Hence, the MinCDE system is presently applied both, in vitro and in vivo. In vitro, the MinCDE system is controlled by geometric and optical cues and used to spatiotemporally position not only its native target FtsZ, but also other membrane-bound molecules, or to induce shape changes of free-standing membranes. In contrast, in vivo, so far not the action of the MinCDE system, but its total absence is exploited for the production of minicells.

Conclusions

The compositional simplicity of the Min system, with only two proteins required for the formation of complex and oscillating patterns, makes it experimentally tractable and renders it suitable to be understood in depth. As such, MinDE have become a paradigm for pattern formation and for reaction–diffusion mechanisms in particular. With all tools in hands, in vivo observation and manipulation, in vitro reconstitution and in silico modelling, the field has thrived in the last years. By now, countless studies in vivo, in vitro and in silico deal with the MinCDE system, elucidating mechanistic details of the protein system itself, its coupling to pattern formation of downstream targets, or its applications. It further serves as an exquisite testbed to refine mathematical models by experimentalists and theoreticians teaming up.

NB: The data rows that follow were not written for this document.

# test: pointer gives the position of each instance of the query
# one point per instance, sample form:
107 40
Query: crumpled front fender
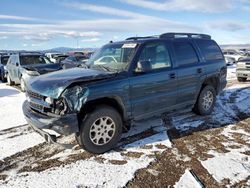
76 97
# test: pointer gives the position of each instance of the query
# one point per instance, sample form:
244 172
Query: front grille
34 95
36 106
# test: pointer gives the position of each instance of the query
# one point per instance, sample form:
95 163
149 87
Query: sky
46 24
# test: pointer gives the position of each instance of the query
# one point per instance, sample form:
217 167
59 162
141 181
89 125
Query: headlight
33 73
241 65
75 97
60 107
49 100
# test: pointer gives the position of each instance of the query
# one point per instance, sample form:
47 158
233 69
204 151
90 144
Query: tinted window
210 50
4 60
71 58
157 54
30 60
185 53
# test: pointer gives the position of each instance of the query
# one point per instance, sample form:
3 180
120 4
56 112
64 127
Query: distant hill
235 46
65 49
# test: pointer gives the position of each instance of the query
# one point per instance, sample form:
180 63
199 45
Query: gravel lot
179 150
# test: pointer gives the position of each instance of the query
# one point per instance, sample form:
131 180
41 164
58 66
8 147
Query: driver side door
155 91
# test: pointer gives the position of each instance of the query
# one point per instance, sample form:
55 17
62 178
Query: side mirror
143 67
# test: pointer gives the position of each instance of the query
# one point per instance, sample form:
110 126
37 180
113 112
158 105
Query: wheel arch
114 102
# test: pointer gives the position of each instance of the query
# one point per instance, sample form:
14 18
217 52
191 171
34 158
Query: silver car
22 67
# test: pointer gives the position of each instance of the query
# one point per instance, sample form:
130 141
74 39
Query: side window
210 50
9 61
157 54
13 60
185 53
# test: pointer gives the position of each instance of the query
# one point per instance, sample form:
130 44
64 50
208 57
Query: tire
22 85
2 76
9 81
104 121
206 101
240 79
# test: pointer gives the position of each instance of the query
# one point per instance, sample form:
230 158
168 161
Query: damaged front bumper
65 124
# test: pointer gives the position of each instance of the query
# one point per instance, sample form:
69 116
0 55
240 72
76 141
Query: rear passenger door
189 71
155 91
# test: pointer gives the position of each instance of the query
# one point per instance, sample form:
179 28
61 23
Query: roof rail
138 38
185 35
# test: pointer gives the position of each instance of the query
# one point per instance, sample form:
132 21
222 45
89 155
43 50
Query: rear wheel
9 81
22 85
101 130
1 75
240 79
206 101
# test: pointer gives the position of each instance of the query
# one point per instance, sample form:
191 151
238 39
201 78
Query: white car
105 60
230 60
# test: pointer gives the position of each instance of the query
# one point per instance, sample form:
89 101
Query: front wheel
206 101
100 130
9 81
22 85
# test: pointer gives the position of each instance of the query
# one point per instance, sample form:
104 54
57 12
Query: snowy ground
181 150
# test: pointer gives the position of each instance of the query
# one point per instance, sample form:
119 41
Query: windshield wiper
106 68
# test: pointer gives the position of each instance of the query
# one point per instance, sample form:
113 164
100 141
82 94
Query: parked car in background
74 61
151 76
234 54
21 67
243 69
61 57
52 56
229 60
3 62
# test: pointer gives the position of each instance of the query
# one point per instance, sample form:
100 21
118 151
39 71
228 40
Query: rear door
190 71
155 91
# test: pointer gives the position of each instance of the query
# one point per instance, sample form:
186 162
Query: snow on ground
85 172
233 165
231 72
12 145
11 101
187 180
117 167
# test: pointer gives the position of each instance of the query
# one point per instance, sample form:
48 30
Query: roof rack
138 38
185 35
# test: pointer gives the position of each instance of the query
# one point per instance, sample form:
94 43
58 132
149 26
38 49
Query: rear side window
4 60
30 60
185 53
210 50
157 54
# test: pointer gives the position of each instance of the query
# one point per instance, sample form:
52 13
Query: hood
53 84
43 68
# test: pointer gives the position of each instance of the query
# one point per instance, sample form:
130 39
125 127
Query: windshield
114 57
34 59
4 60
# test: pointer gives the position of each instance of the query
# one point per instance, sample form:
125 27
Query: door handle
199 70
172 76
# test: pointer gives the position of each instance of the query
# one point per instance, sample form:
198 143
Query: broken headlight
241 65
75 97
60 106
32 73
49 100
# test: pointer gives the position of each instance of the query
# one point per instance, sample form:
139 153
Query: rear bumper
64 125
243 73
222 85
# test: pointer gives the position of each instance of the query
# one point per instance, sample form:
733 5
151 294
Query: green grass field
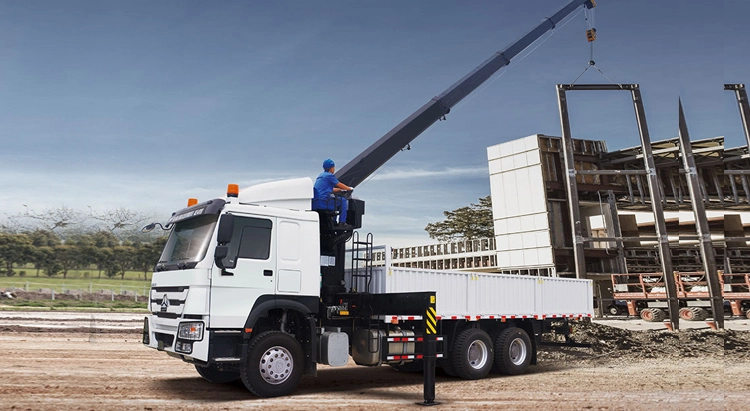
83 280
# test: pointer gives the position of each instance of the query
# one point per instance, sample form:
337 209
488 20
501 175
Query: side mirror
226 229
220 254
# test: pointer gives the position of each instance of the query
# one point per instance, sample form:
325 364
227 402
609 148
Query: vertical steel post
430 352
656 207
701 223
614 223
741 93
571 187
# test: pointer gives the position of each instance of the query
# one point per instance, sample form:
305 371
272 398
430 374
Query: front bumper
161 334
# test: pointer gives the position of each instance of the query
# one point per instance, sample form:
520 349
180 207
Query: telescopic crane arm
366 163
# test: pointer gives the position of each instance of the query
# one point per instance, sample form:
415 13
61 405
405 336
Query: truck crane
253 285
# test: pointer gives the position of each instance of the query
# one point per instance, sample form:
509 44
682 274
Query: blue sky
142 104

The MinCDE system is closely related to nucleoid-guided ParA-type ATPases involved in every aspect of spatiotemporal organization in bacteria, and will hence allow to learn more about their mode of action, too. Furthermore, the system shows parallels to intracellular waves occurring in eukaryotes, that due to their compositional complexity remain enigmatic [161]. The ability of the MinDE system to spatiotemporally position other molecules through specific or non-specific interaction is appealing for the bottom–up construction of artificial cells.

Last but not least, it is also the mesmerizing dynamics of the MinDE patterns themselves that explains why the research on the MinCDE system has in the past years “kept many bacteriologists and biophysicists off the street” [124].